Channel 10 finishes $65m digitisation

Last month Channel Ten formally completed a $65 million, three-year infrastructure program to implement digital content and media asset management systems allowing easier file sharing and viewing of content.
Written by Jacquelyn Holt, Contributor

Last month Channel Ten formally completed a $65 million, three-year infrastructure program to implement digital content and media asset management systems allowing easier file sharing and viewing of content.

Lead by IBM, with software provided by Swedish vendor Ardendo, the program involved changing Channel Ten's broadcast storage equipment to an IT backbone, including servers, data libraries and IP connectivity networks, Jeff Yeates, Channel Ten's head of network technology, told ZDNet Australia.

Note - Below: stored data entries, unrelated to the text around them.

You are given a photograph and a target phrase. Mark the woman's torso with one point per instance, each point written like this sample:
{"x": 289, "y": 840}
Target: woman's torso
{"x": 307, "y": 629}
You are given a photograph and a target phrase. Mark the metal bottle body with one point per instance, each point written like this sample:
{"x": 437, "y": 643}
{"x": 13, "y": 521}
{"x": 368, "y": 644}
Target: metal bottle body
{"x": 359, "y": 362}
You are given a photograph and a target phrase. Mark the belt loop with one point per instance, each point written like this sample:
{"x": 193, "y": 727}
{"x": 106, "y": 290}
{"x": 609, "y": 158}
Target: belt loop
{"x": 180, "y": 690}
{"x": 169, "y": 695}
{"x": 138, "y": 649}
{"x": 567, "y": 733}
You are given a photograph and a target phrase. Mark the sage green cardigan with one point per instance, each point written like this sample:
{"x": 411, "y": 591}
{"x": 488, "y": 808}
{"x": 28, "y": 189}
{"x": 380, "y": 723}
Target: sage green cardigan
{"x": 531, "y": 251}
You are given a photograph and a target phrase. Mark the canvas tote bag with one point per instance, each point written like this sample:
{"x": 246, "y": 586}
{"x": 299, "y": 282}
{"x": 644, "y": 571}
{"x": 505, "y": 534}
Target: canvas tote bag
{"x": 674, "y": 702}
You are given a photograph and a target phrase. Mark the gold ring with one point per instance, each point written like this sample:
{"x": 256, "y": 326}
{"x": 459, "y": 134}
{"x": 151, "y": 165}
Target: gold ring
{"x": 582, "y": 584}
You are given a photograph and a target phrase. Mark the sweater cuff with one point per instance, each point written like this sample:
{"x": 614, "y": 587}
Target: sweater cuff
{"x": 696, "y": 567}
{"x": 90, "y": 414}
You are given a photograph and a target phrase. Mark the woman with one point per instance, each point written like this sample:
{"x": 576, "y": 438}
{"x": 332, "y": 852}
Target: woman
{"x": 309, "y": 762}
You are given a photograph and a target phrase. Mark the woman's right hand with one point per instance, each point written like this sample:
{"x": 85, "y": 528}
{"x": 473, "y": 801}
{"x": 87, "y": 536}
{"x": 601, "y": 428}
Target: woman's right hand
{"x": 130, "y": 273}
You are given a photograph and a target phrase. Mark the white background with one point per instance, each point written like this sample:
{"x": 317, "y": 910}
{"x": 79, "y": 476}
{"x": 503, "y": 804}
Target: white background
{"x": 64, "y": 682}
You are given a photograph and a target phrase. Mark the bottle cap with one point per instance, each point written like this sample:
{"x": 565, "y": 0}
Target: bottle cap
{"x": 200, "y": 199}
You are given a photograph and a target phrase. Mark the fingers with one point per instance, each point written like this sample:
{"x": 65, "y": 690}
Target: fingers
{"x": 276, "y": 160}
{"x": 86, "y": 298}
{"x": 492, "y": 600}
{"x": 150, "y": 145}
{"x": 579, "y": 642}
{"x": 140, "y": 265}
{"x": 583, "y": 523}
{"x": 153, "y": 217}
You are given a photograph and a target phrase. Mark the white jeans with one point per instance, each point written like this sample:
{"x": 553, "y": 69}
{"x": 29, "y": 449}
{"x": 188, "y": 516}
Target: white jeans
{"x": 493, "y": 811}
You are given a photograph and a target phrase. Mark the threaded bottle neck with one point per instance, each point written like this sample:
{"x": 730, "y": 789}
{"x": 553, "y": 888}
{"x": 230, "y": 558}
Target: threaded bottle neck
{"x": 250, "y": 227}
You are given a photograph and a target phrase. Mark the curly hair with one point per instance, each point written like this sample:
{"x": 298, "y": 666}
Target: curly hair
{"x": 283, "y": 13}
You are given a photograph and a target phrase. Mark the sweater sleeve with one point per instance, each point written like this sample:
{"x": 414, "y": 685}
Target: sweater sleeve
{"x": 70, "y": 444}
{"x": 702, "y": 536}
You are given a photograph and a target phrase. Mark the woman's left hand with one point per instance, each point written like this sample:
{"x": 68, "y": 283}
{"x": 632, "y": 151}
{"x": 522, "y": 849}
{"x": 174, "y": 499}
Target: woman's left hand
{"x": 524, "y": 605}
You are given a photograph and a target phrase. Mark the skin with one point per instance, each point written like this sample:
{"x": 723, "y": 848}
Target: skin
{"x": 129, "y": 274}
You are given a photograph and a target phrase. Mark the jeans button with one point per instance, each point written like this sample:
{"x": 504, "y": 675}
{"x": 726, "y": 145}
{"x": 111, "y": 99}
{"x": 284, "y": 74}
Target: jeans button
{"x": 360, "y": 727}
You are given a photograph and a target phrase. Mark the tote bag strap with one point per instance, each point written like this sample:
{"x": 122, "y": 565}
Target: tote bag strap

While the shift to data files allowed access to Channel Ten content from any desktop, Yeates said the company had to install a media asset management system to simplify the processes. Virtz subsidiary, Ardendo, a prominent software vendor specialising in media content management, provided the software for Channel Ten, in a contract worth over $6 million.

"Our media asset management system is basically digitising all our content, so every bit of programming that comes into Ten now is digitised into a very large IT network and it gets rid of the old process, which used to be a very linear video tape process," Yeates said. "All the material that once would've had to be in a traditional broadcast style is now able to be viewed on desktops, edited on desktops, we can transfer in a file format from one station to another, other stations can view content and they can transfer that content if they want it across an IP computer network."

One of the reasons behind the shift to digital content management was the ease of transition into other formats and across platforms. According to Yeates, the new format both saves costs and time associated with moving into different media platforms including online, mobile and the shift from analog to digital television services.

"When someone does release a new gadget that has been taken up by the public, for us it's just a matter of putting it in that format," he said. "The content itself is available in a format that can process it — all we need to do is put another software package in that allows that new product to be able to see it."

Next for Channel Ten was a project that would allow digitised content to be transferred internationally from the United States. "At the moment it's done via a video circuit, but we are going to a system where we look into their servers and we can move their content directly into our servers," Yeates said.

The project was expected to begin in the next six months and would "carry programming from Los Angeles in a file format from the studio straight into our computer system". Yeates predicted that direct content transfer from the US into Australian servers should be possible by the end of the year.